Ainda conforme a manifestação, os serviços prestados obedecem à Tabela de Emolumentos prevista na Lei Estadual nº 3.185/1971, além da Consolidação Normativa Notarial e Registral de Alagoas.

O cartório também rebateu críticas sobre supostas diferenças de valores em relação a outras capitais brasileiras, argumentando que as cobranças variam conforme a legislação específica de cada estado.

Ministério Público pede manifestação do denunciante

Diante da natureza anônima da denúncia, o Ministério Público determinou que a notificação do reclamante seja feita por meio do Diário Oficial Eletrônico (DOE).

O objetivo é permitir que o autor da denúncia apresente esclarecimentos adicionais ou se manifeste sobre a resposta apresentada pelo cartório no prazo de cinco dias.

A medida foi determinada para ajudar no aprofundamento da investigação e esclarecer se existem indícios suficientes para continuidade do procedimento.

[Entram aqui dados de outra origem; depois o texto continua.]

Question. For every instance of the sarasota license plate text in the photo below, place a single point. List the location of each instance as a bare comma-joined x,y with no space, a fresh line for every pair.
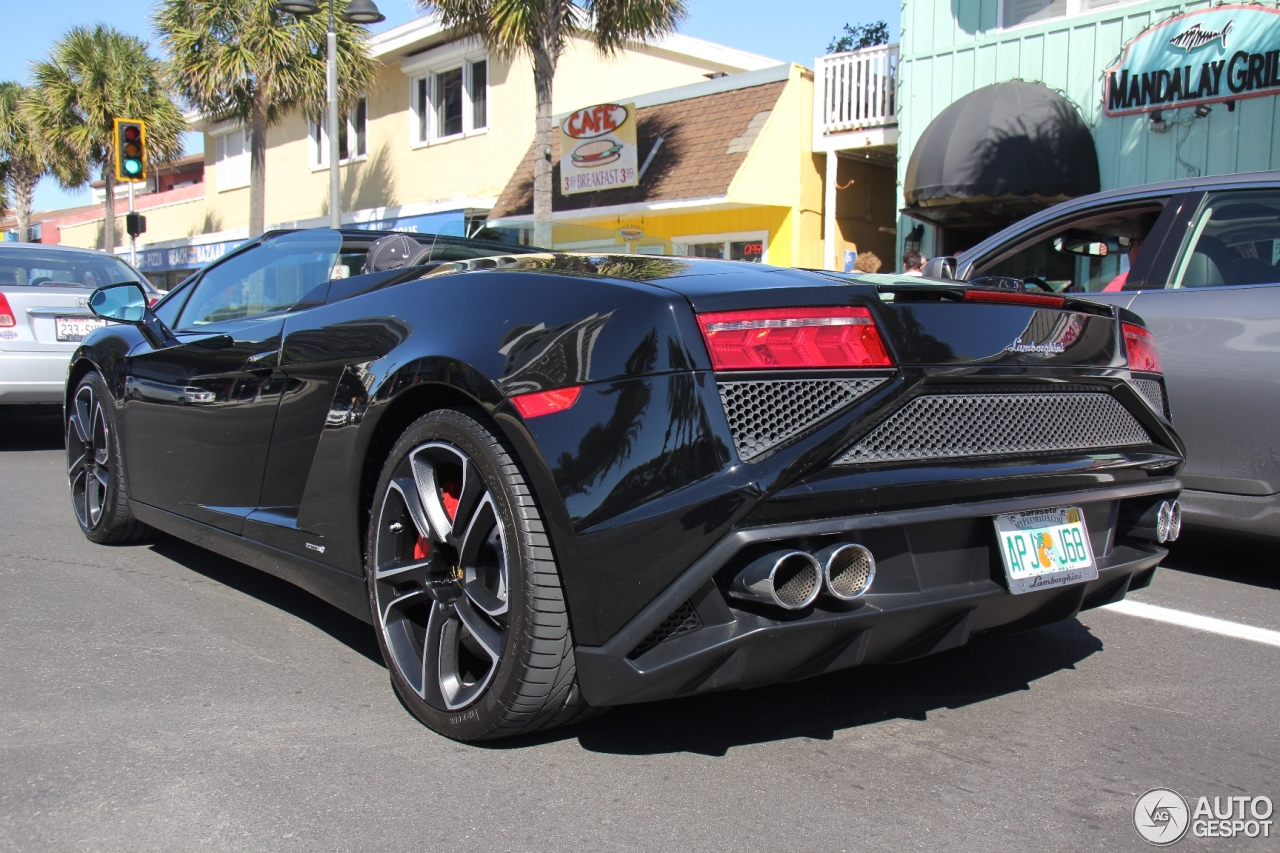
76,328
1045,548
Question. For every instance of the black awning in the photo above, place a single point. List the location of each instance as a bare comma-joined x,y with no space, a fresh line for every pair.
1005,142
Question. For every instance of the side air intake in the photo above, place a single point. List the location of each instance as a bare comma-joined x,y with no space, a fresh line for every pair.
995,424
766,414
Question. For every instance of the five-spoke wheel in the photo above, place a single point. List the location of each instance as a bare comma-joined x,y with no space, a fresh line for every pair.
442,569
464,585
95,469
88,456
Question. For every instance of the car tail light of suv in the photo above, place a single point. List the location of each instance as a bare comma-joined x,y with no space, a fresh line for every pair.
1141,347
794,337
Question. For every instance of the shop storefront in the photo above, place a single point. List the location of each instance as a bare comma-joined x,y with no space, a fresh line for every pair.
722,169
1009,108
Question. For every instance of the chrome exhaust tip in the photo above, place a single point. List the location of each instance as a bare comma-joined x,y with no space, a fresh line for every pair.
789,579
848,570
1174,525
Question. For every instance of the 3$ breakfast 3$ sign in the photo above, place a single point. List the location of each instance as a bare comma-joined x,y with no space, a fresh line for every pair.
598,149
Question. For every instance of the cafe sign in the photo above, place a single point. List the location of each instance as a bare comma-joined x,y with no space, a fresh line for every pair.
598,149
1207,56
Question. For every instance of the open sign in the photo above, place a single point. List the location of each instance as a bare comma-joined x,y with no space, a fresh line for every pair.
594,121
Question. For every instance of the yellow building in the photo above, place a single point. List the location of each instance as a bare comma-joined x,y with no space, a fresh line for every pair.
727,172
446,127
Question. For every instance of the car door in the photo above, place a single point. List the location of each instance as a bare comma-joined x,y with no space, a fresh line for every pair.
1217,331
199,414
1096,261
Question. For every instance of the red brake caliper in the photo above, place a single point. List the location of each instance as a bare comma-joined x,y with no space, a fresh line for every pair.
449,495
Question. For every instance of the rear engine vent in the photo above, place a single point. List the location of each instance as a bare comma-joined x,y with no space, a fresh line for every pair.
1153,389
682,621
766,414
960,425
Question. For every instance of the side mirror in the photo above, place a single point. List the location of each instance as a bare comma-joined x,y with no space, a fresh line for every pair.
944,268
1088,245
123,302
127,302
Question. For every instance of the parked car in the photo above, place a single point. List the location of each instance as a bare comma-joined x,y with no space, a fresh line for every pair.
44,314
1207,282
557,483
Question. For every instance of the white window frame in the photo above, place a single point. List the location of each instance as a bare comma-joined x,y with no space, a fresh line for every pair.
1074,8
318,138
425,69
233,173
726,238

Entenda o que está sendo investigado

O procedimento ainda está em fase inicial e não representa conclusão sobre eventual prática irregular por parte do cartório.

A investigação busca verificar se houve cobrança indevida ou cumulativa de taxas cartorárias, situação que, caso confirmada, pode configurar violação aos direitos do consumidor.

Até o momento, não há decisão definitiva do Ministério Público sobre o caso.